Incremental Rollout Plan

Phase 1

  • Introduce protocol and storage models only.

Phase 2

  • Build admin registry/scheduler/dispatcher behind feature flag.

Phase 3

  • Add dedicated plugin UI pages and metrics.

Phase 4

  • Port one existing job type (e.g. vacuum) as external worker plugin.

Phase 4 status (starter)

  • Added weed worker command as an external plugin.proto worker process.
  • Initial handler implements vacuum job type with:
    • declarative descriptor/config form response (ConfigSchemaResponse),
    • detection via master topology scan (RunDetectionRequest),
    • execution via existing vacuum task logic (ExecuteJobRequest),
    • heartbeat/load reporting for monitor UI.
  • Legacy maintenance-worker-specific CLI path is removed.

Run example:

  • Start admin: weed admin -master=localhost:9333
  • Start worker: weed worker -admin=localhost:23646
  • Optional explicit job type: weed worker -admin=localhost:23646 -jobType=vacuum
  • Optional stable worker ID persistence: weed worker -admin=localhost:23646 -workingDir=/var/lib/seaweedfs-plugin

Phase 5

  • Migrate remaining job types and deprecate old mechanism.

Agreed Defaults

  1. Detector multiplicity
  • Exactly one detector worker per job type at a time.
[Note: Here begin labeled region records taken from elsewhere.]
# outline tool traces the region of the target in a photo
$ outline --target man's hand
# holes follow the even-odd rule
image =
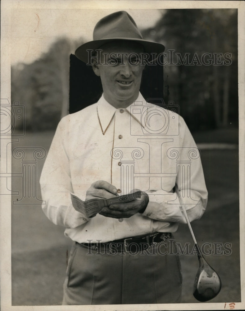
[[[91,199],[109,199],[117,197],[117,190],[113,186],[105,180],[98,180],[92,183],[86,193],[85,201]]]
[[[132,193],[140,191],[134,189]],[[144,211],[149,202],[149,197],[145,192],[142,192],[140,197],[127,203],[110,205],[103,207],[99,214],[112,218],[129,218],[141,211]]]

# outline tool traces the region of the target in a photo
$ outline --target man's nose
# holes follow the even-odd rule
[[[131,66],[128,62],[126,61],[124,64],[120,65],[120,73],[126,78],[128,78],[131,75],[132,71]]]

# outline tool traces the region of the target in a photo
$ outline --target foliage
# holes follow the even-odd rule
[[[179,106],[191,130],[238,125],[237,10],[164,10],[156,25],[142,33],[145,39],[165,46],[164,100]],[[27,128],[55,129],[68,113],[69,56],[79,45],[61,38],[32,63],[12,67],[12,102],[25,105]],[[192,64],[181,64],[178,53],[183,59],[188,53]],[[201,61],[205,53],[213,61],[216,53],[222,53],[221,61],[225,53],[231,53],[230,63],[205,65]],[[151,85],[153,77],[147,78]]]
[[[165,10],[162,18],[154,27],[144,31],[143,35],[165,46],[165,100],[180,106],[180,114],[191,129],[237,125],[236,9]],[[170,50],[174,51],[168,51]],[[172,63],[178,64],[170,64],[170,53]],[[178,53],[182,59],[189,53],[192,65],[178,62]],[[202,56],[205,53],[211,53],[212,64],[202,63]],[[231,54],[229,62],[226,62],[229,65],[214,64],[216,58],[216,63],[219,63],[220,57],[215,53],[222,53],[222,61],[226,53]],[[195,55],[197,58],[192,62]]]

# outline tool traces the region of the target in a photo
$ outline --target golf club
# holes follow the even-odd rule
[[[207,301],[216,297],[221,289],[221,281],[217,273],[206,261],[197,244],[190,220],[183,206],[181,206],[191,234],[199,261],[193,287],[193,295],[199,301]]]

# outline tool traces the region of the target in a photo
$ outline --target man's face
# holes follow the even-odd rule
[[[114,41],[100,49],[100,64],[94,64],[93,68],[100,77],[104,97],[116,108],[127,107],[138,95],[144,67],[140,54],[143,47],[136,42]]]

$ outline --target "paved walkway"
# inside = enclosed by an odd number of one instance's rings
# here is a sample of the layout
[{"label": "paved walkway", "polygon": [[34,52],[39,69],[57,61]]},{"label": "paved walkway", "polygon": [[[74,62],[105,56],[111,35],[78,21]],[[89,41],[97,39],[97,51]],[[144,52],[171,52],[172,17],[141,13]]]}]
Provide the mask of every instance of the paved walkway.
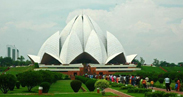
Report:
[{"label": "paved walkway", "polygon": [[[156,88],[156,87],[154,87],[153,90],[167,92],[166,89],[161,89],[161,88]],[[170,92],[171,92],[171,93],[177,93],[177,94],[183,95],[183,92],[178,92],[178,91],[175,91],[175,90],[171,90]]]},{"label": "paved walkway", "polygon": [[130,96],[128,94],[125,94],[123,92],[120,92],[120,91],[117,91],[117,90],[114,90],[111,88],[106,88],[105,92],[111,92],[111,93],[117,94],[118,95],[117,97],[133,97],[133,96]]}]

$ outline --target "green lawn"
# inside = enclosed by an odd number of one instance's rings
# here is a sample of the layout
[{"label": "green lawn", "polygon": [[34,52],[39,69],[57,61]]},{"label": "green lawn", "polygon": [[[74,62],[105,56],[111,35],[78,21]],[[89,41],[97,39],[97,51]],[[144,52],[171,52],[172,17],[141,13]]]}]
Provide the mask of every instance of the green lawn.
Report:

Admin selects one worker and runs detection there.
  1. Secret handling
  • No encryption at rest required for plugin config in this phase.
  1. Schema compatibility
  • No migration policy required yet; this is a new system.
  1. Execution ownership
  • Same worker is allowed to do both detection and execution.
  1. Retention
  • Keep last 10 successful runs and last 10 error runs per job type.